VXLAN BGP EVPN - 2 - Intra VNI switching
In this post, we will concentrate on the BGP EVPN building blocks needed to accomplish intra-VNI switching.
Introduction
In this post, we will concentrate on the BGP EVPN building blocks needed to accomplish intra-VNI switching.
Topology
Configuration
BGP L2VPN EVPN
- EVPN is an AFI in BGP that helps perform control-plane MAC/IP learning thereby providing control for who can learn what routes by applying policies and ultimately enabling us to send L2 frames across an IP network.
- Leaf-Spine has iBGP peering on their loopback 50.
- Spine has the same config as the leaf except it is also a Route Reflector.
Leaf 101 (use the below template to configure Leaf 102)
feature bgp
nv overlay evpn
router bgp 65501
router-id 172.16.50.101
log-neighbor-changes
address-family ipv4 unicast
address-family l2vpn evpn
template peer TO_SPINES
remote-as 65501
update-source loopback50
address-family l2vpn evpn
send-community extended
neighbor 172.16.50.11
inherit peer TO_SPINES
neighbor 172.16.50.12
inherit peer TO_SPINES
Spine 11 (use the below template to configure Spine 12)
feature bgp
nv overlay evpn
router bgp 65501
router-id 172.16.50.11
log-neighbor-changes
address-family ipv4 unicast
address-family l2vpn evpn
template peer TO_LEAFS
remote-as 65501
update-source loopback50
address-family l2vpn evpn
send-community extended
route-reflector-client
neighbor 172.16.50.101
inherit peer TO_LEAFS
neighbor 172.16.50.102
inherit peer TO_LEAFS
verification
spine-11# sh bgp l2vpn evpn summary
BGP summary information for VRF default, address family L2VPN EVPN
BGP router identifier 172.16.50.11, local AS number 65501
BGP table version is 14, L2VPN EVPN config peers 2, capable peers 2
0 network entries and 0 paths using 0 bytes of memory
BGP attribute entries [0/0], BGP AS path entries [0/0]
BGP community entries [0/0], BGP clusterlist entries [0/0]
Neighbor V AS MsgRcvd MsgSent TblVer InQ OutQ Up/Down State/PfxRcd
172.16.50.101 4 65501 3456 3457 14 0 0 2d09h 0
172.16.50.102 4 65501 3460 3456 14 0 0 2d09h 0
NVE interface
Next, enable the NVE interface and specify that BGP will be used for the overlay control plane. The NVE interface IP will appear as the next hop in BGP updates in later sections.
Leaf 101 (use the below template to configure Leaf 102)
feature nv overlay
interface nve 1
no shutdown
host-reachability protocol bgp
source-interface loopback100
Host Mobility Manager
HMM is needed to track MAC addresses inside the VXLAN fabric.
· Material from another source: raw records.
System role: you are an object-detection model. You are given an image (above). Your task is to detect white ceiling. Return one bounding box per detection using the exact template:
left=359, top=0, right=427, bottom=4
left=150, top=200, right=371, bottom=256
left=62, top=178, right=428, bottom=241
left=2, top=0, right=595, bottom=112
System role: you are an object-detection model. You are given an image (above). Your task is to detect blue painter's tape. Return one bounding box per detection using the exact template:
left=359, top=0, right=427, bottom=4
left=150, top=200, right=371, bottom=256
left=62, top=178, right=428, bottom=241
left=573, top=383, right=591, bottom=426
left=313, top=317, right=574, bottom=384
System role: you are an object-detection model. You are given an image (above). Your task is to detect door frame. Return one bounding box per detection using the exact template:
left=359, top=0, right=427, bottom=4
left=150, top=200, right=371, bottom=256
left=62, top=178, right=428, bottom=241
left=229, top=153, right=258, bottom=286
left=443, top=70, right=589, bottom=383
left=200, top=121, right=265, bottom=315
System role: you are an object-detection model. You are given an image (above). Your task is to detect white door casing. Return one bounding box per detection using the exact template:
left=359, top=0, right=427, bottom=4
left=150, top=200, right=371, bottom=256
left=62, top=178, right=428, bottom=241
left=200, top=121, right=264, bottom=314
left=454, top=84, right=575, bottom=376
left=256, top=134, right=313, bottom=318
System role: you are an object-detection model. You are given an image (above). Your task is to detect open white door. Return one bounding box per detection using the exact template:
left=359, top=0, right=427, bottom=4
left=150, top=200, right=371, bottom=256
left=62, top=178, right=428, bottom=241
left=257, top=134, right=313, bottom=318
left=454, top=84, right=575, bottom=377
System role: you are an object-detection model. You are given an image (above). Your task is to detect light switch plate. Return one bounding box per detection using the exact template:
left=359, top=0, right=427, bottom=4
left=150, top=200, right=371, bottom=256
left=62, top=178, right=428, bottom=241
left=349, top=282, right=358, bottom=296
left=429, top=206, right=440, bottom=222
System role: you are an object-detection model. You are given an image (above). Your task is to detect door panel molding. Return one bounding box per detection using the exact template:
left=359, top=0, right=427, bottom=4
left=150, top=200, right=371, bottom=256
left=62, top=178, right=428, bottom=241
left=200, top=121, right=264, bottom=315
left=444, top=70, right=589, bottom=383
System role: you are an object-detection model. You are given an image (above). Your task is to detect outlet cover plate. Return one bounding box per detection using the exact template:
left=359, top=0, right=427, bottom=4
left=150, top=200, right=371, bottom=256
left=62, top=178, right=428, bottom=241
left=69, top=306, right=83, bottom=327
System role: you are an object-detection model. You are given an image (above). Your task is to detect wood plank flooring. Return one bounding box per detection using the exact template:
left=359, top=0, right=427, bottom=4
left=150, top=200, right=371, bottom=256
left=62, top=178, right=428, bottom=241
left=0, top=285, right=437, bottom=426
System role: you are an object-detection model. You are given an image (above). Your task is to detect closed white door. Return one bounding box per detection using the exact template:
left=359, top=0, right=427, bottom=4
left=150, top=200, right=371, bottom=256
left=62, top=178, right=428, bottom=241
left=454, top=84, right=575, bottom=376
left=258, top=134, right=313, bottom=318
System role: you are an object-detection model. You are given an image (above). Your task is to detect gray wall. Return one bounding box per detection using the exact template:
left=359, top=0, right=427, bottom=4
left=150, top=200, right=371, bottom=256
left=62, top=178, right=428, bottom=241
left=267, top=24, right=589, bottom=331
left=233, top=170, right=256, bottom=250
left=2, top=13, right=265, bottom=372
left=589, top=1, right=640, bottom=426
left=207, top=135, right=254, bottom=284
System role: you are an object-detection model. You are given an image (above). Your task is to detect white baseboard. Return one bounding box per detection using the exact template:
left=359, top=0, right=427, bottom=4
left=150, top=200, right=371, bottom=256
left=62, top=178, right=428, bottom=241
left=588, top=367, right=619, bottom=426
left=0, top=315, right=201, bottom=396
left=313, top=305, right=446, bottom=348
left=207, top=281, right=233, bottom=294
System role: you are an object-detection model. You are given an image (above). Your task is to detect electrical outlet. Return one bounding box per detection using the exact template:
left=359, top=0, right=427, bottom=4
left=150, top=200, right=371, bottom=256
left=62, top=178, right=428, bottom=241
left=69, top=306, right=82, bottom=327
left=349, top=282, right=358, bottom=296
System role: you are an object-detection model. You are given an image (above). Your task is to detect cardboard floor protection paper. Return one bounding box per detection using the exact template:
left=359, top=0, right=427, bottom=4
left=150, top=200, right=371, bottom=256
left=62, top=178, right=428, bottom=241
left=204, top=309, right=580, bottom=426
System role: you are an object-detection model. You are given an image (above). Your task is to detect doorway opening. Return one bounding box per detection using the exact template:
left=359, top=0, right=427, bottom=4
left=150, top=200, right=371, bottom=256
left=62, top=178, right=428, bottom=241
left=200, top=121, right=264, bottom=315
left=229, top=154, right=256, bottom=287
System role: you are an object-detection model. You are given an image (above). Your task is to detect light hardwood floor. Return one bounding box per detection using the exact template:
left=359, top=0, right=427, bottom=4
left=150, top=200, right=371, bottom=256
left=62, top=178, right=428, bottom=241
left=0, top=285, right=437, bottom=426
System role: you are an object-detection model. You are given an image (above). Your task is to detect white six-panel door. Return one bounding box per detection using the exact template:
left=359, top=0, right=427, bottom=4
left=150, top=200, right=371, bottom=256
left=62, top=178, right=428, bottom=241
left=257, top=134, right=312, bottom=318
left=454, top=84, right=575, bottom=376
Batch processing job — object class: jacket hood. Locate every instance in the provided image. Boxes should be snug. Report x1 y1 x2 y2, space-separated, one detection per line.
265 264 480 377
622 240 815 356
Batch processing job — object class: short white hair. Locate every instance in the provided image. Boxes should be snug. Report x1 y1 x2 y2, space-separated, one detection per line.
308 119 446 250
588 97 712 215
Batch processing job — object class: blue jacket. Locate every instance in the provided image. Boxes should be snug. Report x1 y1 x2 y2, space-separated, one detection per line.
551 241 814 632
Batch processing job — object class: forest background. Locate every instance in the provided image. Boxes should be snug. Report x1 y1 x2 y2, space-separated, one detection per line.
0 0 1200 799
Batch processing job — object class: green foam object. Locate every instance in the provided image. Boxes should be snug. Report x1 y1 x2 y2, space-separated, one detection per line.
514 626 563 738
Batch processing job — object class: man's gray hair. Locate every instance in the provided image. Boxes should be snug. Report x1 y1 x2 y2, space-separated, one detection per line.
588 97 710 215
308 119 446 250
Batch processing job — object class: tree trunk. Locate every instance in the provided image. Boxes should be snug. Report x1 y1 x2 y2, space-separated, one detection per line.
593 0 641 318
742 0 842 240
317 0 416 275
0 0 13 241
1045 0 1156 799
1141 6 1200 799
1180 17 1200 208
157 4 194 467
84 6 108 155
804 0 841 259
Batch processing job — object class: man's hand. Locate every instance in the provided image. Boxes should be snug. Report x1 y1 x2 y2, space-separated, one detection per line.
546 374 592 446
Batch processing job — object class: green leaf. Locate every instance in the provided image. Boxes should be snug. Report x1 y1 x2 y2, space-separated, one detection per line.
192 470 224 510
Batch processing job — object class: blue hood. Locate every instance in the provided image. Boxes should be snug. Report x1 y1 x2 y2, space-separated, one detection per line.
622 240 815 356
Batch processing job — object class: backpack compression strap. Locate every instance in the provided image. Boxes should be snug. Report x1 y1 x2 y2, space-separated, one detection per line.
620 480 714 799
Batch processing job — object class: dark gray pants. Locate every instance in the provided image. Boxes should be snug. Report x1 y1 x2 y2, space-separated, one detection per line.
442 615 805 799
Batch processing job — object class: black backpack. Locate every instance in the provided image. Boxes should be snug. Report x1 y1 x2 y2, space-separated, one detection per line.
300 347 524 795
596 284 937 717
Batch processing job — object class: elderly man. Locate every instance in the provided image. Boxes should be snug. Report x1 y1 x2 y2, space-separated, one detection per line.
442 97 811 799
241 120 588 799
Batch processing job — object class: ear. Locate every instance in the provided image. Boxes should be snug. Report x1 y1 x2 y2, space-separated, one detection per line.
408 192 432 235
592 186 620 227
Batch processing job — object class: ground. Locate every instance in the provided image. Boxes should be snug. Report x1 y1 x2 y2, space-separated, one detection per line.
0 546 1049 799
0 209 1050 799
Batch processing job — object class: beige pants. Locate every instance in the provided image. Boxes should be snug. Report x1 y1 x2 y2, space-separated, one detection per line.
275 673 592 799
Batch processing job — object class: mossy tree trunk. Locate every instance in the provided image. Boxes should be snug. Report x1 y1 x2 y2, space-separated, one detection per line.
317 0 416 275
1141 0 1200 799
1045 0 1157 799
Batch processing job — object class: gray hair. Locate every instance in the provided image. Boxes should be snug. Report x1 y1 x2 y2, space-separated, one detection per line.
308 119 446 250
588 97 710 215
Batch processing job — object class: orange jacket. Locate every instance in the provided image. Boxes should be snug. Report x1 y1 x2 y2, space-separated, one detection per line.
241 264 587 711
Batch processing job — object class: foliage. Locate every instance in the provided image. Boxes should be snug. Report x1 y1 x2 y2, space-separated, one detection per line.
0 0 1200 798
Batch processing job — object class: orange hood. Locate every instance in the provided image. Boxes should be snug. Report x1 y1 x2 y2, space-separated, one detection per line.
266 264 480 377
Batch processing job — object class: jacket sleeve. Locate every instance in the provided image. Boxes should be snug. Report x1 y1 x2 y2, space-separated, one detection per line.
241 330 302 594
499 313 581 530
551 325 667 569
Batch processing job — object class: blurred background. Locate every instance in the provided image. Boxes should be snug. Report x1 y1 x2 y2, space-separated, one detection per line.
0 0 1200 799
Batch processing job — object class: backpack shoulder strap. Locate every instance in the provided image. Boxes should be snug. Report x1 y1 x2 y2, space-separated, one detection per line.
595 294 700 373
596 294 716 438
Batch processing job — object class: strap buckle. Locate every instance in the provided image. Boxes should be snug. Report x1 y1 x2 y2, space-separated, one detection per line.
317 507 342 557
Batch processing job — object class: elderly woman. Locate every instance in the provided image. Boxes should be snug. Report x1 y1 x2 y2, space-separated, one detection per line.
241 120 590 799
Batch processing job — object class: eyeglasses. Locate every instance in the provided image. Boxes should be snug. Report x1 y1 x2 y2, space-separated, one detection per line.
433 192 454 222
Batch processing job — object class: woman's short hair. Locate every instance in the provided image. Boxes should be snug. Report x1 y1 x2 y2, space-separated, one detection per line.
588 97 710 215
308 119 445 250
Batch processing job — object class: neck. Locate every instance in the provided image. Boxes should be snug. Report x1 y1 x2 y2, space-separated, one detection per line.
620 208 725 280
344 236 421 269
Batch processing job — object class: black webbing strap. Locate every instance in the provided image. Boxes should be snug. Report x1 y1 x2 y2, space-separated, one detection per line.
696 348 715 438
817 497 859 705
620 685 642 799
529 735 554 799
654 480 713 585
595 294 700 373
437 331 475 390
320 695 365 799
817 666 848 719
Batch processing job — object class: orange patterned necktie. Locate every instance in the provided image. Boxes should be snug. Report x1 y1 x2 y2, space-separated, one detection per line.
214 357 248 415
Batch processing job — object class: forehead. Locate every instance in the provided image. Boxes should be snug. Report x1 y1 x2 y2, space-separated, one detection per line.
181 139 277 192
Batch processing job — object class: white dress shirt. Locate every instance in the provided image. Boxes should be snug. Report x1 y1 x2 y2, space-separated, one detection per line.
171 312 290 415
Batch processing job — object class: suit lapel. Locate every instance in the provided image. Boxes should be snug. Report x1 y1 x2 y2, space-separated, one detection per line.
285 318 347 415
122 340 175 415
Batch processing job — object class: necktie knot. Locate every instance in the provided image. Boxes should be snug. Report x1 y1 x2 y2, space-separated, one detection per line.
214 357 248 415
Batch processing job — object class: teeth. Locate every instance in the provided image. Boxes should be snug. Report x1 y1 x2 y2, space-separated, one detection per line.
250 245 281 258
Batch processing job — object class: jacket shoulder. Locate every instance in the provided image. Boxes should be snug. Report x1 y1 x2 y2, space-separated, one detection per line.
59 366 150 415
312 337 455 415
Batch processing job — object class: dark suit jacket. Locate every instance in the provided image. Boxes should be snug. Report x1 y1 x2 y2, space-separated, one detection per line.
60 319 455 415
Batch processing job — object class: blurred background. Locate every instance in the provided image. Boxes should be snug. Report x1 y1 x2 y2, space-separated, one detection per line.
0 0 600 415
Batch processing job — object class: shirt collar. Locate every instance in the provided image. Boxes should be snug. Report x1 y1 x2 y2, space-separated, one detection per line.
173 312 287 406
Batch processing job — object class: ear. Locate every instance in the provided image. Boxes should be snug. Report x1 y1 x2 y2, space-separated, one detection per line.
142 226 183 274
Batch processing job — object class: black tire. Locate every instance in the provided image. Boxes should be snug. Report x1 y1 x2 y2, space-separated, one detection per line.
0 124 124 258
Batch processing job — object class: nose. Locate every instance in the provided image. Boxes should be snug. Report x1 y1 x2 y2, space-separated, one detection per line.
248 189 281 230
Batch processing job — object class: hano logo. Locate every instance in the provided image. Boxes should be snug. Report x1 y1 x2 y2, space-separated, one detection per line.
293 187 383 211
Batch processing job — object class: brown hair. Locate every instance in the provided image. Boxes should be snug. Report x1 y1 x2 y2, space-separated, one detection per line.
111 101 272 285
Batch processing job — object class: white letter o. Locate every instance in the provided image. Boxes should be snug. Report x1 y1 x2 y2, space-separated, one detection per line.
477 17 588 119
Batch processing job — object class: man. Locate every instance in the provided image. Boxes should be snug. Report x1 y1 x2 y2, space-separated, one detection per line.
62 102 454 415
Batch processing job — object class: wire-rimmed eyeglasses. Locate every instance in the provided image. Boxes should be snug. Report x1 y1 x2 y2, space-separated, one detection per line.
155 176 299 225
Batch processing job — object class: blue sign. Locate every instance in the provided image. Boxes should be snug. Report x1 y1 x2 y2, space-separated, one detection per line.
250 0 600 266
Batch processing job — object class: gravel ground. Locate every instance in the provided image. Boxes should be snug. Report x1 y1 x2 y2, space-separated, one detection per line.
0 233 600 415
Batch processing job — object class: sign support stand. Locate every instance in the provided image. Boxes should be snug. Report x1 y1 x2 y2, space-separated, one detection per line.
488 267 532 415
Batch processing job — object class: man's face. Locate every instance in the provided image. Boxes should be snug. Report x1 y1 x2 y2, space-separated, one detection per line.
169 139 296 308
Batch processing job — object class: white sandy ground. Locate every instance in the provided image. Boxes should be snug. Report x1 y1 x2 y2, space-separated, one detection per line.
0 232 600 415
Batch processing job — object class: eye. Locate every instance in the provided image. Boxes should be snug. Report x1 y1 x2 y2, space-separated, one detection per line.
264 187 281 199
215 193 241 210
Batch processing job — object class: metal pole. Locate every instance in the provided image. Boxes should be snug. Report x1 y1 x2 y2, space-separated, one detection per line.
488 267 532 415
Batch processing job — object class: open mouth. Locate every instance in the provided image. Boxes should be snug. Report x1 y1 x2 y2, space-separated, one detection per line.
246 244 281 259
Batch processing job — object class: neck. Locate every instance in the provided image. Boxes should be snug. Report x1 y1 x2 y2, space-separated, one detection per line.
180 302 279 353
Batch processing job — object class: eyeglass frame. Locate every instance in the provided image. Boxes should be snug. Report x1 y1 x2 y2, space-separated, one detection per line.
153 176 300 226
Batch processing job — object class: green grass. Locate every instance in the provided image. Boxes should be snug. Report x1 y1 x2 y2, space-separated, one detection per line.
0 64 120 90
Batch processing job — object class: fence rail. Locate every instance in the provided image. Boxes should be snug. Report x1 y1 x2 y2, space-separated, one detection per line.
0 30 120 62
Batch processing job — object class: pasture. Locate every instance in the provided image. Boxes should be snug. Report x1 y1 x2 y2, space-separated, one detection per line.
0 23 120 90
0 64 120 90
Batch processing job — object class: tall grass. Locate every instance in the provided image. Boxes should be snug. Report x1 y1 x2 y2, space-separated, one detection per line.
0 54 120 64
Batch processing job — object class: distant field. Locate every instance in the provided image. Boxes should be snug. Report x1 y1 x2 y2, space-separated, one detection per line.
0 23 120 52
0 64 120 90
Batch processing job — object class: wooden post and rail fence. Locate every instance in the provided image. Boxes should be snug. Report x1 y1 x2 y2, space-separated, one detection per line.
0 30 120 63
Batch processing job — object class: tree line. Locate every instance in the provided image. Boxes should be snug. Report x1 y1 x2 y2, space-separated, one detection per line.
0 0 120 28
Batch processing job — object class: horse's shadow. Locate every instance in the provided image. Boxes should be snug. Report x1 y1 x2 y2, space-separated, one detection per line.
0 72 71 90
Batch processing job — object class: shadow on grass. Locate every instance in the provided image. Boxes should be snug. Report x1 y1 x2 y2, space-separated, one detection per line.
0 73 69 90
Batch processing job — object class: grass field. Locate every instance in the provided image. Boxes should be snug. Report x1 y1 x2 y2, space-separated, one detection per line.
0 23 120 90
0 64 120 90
Leaf 101 (use the below template to configure Leaf 102)
feature fabric forwarding
Anycast GW
All leaves in the fabric share a virtual MAC address which acts as the anycast GW. By doing this, we are tricking clients into thinking that there’s a single core switch so that even if the client moves, its GW mac remains the same.
Leaf 101 (use the below template to configure Leaf 102)
feature interface-vlan
fabric forwarding anycast-gateway-mac 2023.2023.2023
VLAN based service
Tell NXOS that you intend to map VLANs to VNIs.
Leaf 101 (use the below template to configure Leaf 102)
feature vn-segment-vlan-based
NOTE: Do this step only if you see TCAM errors on the console
TCAM modification
Define if you wanna use TCAM as 256 or 512-byte blocks based on the features being used.
Leaf 101 (use the below template to configure Leaf 102)
hardware access-list tcam region racl 512
hardware access-list tcam region vpc-convergence 256
hardware access-list tcam region arp-ether 256 double-wide
Intra-VNI service (L2VNI) in VXLAN Fabric
- Map the VLAN to L2 VNI
- Create EVPN instance per VNI ( also called MAC VRF)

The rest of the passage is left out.